Mister Jones The question's wording allows for many more yeses, but I get the jist, anyway. It fully depends on what "basic" Math concepts we're talking about. Many of the "basic" Mathematical concepts are prerequisites for fully understanding and applying (read: mastering) more complicated concepts. Multiplication is a basic concept, but Vertex Edge Graphs are more complicated. However, a student needs not be able to have strong computation skills in order to accurately read or "solve" a vertex Edge Map. What it boils down to is that Mathematically, like many other subjects, the bigger the base of the building, the higher the building can be built. That's my story and I'm stickin' to it. Bonnie Yelverton I agree with Mr. Jones that the wording forces a Yes. It should have been something like "have difficulty mastering more complicated topics." Some topics include more basic (by which I understand PreAlgebra) skills than others. But there are ratios everywhere, and if a student doesn't understand fractions, he's going to have trouble with similarity, etc. But opportunity, yes, because it doesn't mean he can't learn those skills.

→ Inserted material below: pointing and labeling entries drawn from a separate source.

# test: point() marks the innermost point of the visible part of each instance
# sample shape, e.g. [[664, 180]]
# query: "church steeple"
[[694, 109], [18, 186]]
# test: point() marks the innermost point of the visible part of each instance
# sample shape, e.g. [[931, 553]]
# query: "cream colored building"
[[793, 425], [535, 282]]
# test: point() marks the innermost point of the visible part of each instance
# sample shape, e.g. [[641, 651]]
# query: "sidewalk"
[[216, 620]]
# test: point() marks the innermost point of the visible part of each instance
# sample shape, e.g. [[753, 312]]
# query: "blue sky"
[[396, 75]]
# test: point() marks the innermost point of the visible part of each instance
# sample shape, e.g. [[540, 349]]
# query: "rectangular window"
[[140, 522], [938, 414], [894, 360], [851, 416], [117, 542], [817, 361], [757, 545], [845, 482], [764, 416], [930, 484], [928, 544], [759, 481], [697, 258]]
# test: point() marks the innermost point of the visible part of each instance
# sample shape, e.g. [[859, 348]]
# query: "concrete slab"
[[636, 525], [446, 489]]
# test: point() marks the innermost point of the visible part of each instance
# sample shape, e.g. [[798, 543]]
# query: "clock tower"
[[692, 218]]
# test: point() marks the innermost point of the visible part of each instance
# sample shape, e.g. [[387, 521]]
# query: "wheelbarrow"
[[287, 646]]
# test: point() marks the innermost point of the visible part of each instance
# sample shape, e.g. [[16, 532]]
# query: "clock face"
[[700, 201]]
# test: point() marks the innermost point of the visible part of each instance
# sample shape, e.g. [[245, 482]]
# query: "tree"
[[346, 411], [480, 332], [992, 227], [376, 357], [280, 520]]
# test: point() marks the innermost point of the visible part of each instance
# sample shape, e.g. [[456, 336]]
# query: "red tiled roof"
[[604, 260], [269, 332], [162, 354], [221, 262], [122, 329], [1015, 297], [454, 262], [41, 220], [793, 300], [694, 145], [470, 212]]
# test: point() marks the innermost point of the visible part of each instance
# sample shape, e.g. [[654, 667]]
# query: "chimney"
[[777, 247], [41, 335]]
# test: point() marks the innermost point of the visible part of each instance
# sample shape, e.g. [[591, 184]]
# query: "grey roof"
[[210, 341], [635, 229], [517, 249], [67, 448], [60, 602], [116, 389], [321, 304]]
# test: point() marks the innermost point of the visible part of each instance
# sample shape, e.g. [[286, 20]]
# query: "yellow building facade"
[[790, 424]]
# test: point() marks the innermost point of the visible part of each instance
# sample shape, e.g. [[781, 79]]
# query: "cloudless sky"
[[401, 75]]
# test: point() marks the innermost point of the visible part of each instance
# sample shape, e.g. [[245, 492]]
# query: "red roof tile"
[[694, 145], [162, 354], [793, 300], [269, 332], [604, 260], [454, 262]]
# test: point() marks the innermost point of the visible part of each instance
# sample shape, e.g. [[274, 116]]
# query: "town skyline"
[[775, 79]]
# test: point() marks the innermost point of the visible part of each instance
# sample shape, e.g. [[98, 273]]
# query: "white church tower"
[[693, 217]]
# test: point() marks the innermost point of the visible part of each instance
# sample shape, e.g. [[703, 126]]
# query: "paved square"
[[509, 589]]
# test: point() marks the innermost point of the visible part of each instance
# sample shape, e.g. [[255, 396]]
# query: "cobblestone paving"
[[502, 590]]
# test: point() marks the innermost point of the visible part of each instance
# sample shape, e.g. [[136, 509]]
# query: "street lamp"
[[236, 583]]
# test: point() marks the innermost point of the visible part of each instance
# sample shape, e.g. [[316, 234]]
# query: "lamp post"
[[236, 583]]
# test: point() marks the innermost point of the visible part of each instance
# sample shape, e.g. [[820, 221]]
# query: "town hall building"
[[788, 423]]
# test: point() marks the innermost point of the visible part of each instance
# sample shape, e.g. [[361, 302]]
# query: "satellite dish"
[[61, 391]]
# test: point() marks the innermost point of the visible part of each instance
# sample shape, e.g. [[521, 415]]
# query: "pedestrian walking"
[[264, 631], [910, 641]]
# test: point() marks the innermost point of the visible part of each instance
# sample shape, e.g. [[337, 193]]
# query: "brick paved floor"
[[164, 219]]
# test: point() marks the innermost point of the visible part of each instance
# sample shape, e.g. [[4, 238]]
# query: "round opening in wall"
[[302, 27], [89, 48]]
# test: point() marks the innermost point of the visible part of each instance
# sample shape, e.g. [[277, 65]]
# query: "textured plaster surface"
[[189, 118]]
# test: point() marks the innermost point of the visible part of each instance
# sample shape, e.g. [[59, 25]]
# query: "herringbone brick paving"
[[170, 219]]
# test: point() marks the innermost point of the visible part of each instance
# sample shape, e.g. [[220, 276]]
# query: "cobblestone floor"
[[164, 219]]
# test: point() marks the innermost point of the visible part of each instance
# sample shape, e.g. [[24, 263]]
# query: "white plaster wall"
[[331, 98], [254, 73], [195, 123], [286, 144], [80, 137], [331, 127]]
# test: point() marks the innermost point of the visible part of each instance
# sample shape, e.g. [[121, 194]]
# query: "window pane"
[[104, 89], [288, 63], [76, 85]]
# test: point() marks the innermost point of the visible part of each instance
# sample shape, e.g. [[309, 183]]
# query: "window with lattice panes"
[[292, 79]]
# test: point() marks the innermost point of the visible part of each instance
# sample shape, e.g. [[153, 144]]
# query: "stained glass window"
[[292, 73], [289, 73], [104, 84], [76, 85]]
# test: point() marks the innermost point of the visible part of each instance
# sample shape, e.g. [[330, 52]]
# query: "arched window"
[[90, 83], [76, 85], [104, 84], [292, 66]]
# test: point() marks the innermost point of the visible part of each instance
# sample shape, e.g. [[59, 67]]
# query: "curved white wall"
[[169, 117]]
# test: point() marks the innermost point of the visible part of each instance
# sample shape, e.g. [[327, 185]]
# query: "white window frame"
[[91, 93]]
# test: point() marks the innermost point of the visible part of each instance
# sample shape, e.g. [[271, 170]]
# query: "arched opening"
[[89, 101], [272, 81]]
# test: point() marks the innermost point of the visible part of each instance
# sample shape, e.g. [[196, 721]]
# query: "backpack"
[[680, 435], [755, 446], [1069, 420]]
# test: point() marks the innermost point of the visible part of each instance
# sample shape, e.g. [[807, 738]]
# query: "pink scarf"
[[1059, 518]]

It's just that we teachers have to help him get them up to speed so he can go on, as soon as we figure it that is what's holding him back. (And the earlier teachers discover that, the better!) As someone said, students may have life experiences that distract right when they're supposed to be learning something important and basic. Irene Sawchyn The question is a loaded one - WHY are the basic skills weak? If the question was worded, "If a student cannot develop basic skills... then my answer would be NO. If the student has had poor training, then my answer would be YES, after they received better training. I see that middle- and high-school students who come from eastern Europe or Asia come 1-2 years ahead of their American peers in

math. How could that be? They just never hear the words "is the student "ready" for math (at some level)". I am the eternal optimist and believe that (almost) all "average" students should be able to master HS math if prepared well in grade school, and dedicate enough time to the work.